My mane is Jennifer Elizabeth,
I'm 40 and Im 5'8". Like most of us, I knew I was different from a early age. i just knew someing wasn't right.
But, the way I was brought up( bascially sheltered to a degree) I didn't find out what was making me different untill I was 15 and in 9th or 10th grade. This was when I found the name and that the feelings , well I wasnt alone.
I for english class, the teacher had us do a report on a bio of a doctor. I searched the whole libaray and came across
the book " Second Serve" by Renee Richards. And then the discoveries and learning.
I stayed in denial all through my 20s, but, the denial was having a bad effect on me and my attitude. I used to be one of the most even tempered people you could want to meet. I finally found my first therapist at 25. She did a good job, but, not being an expert in GID, I was still bad off. This really caused me to loose alot of good jobs. I became homeless 3 times. And it was my temper and denial to blame. I never had a job longer than 3 months.
At, 31, I finally tried what my father wanted, I got married. Very idea. On both parts. Me and my two sides battling it out. And her with her additions. Well it lasted for 5 years, when she died.
The whole time afterward, I was thinking I didnt give it a good
shot.So, I tried again at 37. and Im still married.

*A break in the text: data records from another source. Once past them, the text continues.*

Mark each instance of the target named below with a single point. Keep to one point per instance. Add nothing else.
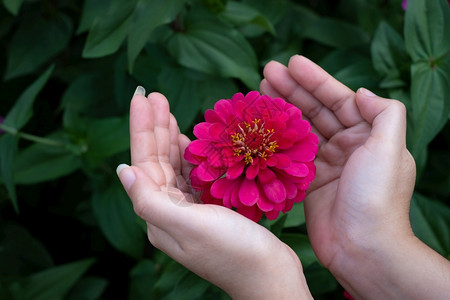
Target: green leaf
(12, 6)
(110, 29)
(430, 88)
(240, 14)
(22, 110)
(91, 10)
(39, 163)
(430, 221)
(301, 246)
(426, 30)
(118, 222)
(208, 45)
(8, 148)
(106, 137)
(389, 56)
(147, 16)
(35, 42)
(53, 283)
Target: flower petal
(283, 160)
(219, 187)
(201, 130)
(275, 191)
(248, 192)
(251, 212)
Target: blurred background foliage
(70, 67)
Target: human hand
(358, 205)
(225, 248)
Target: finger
(143, 146)
(388, 119)
(161, 116)
(331, 93)
(267, 89)
(320, 116)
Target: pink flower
(253, 154)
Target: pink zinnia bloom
(254, 154)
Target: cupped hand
(216, 243)
(365, 175)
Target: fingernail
(366, 92)
(126, 175)
(139, 91)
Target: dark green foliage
(67, 229)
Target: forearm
(403, 268)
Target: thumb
(386, 116)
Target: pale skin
(357, 209)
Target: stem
(30, 137)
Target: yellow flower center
(253, 140)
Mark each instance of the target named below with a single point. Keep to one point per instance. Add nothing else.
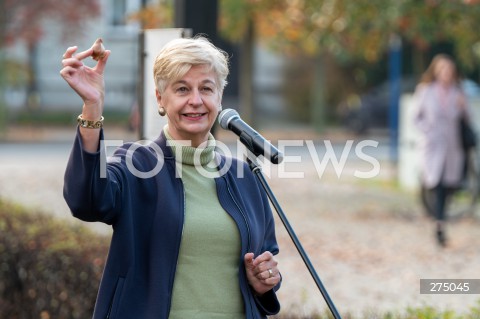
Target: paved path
(368, 241)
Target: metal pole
(257, 171)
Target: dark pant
(441, 193)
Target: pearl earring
(161, 111)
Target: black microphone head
(226, 116)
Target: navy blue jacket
(147, 216)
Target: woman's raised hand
(86, 81)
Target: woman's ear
(159, 97)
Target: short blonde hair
(179, 55)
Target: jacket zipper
(248, 236)
(178, 250)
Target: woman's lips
(194, 116)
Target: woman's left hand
(262, 272)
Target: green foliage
(48, 269)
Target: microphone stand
(257, 171)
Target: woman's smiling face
(192, 104)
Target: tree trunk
(246, 76)
(317, 107)
(33, 97)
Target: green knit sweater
(206, 281)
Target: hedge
(48, 268)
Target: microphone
(255, 143)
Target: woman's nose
(196, 98)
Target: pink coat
(437, 117)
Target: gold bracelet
(89, 124)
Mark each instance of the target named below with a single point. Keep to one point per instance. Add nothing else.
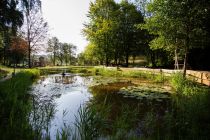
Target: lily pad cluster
(145, 93)
(97, 81)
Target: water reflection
(56, 99)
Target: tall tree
(178, 24)
(35, 30)
(53, 46)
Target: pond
(57, 99)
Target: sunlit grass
(15, 105)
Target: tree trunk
(29, 55)
(185, 56)
(126, 58)
(185, 62)
(54, 59)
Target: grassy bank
(15, 105)
(187, 116)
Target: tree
(34, 29)
(112, 30)
(177, 24)
(53, 46)
(11, 18)
(18, 49)
(131, 36)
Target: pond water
(57, 99)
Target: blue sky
(66, 18)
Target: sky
(66, 19)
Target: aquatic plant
(15, 105)
(145, 93)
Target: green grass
(15, 105)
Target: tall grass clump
(15, 105)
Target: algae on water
(147, 93)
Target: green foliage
(15, 105)
(112, 32)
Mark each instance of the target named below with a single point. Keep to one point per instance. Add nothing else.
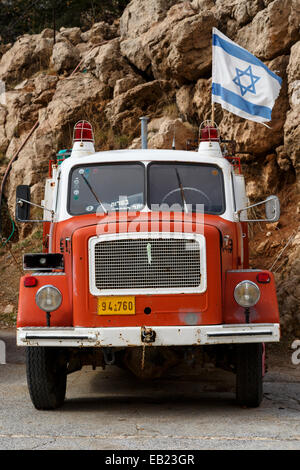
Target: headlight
(247, 293)
(48, 298)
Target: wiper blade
(182, 192)
(93, 193)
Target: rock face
(156, 61)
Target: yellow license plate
(116, 305)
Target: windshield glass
(106, 187)
(184, 186)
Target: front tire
(46, 369)
(249, 375)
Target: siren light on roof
(209, 132)
(83, 132)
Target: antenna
(173, 143)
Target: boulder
(139, 16)
(292, 123)
(100, 32)
(28, 55)
(135, 102)
(272, 31)
(65, 57)
(177, 48)
(73, 35)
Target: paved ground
(113, 410)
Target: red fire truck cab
(145, 259)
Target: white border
(145, 235)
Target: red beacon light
(209, 133)
(83, 132)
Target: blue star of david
(243, 86)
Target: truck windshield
(106, 187)
(186, 186)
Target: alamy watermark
(2, 93)
(2, 352)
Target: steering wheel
(209, 203)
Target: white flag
(241, 83)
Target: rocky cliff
(156, 61)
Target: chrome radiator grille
(146, 263)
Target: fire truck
(145, 261)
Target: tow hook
(148, 335)
(109, 356)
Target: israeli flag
(241, 83)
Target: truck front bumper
(161, 335)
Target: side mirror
(272, 208)
(23, 203)
(272, 211)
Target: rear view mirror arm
(21, 201)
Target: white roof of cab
(148, 155)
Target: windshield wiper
(93, 192)
(182, 192)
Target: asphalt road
(111, 409)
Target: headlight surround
(247, 293)
(48, 298)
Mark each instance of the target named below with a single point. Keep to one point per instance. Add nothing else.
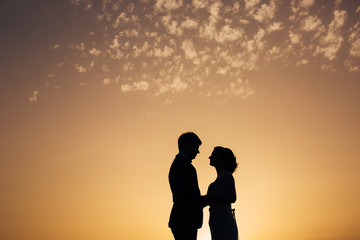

And she knows, because she noticed on my collection or books I had wronte my female name. She
confronted me and thought I was cheating. But, I finally told her my story. She is some what suporting for the most part. And this has helped me, in that I dont have to hide in denial. I live most of my time at home as a woman. I have a great therapist now, and am on my fifth year of hrt. Ive told my managers and boss at work, and they are very supporting. But, I cant transition until my name change, and that is next.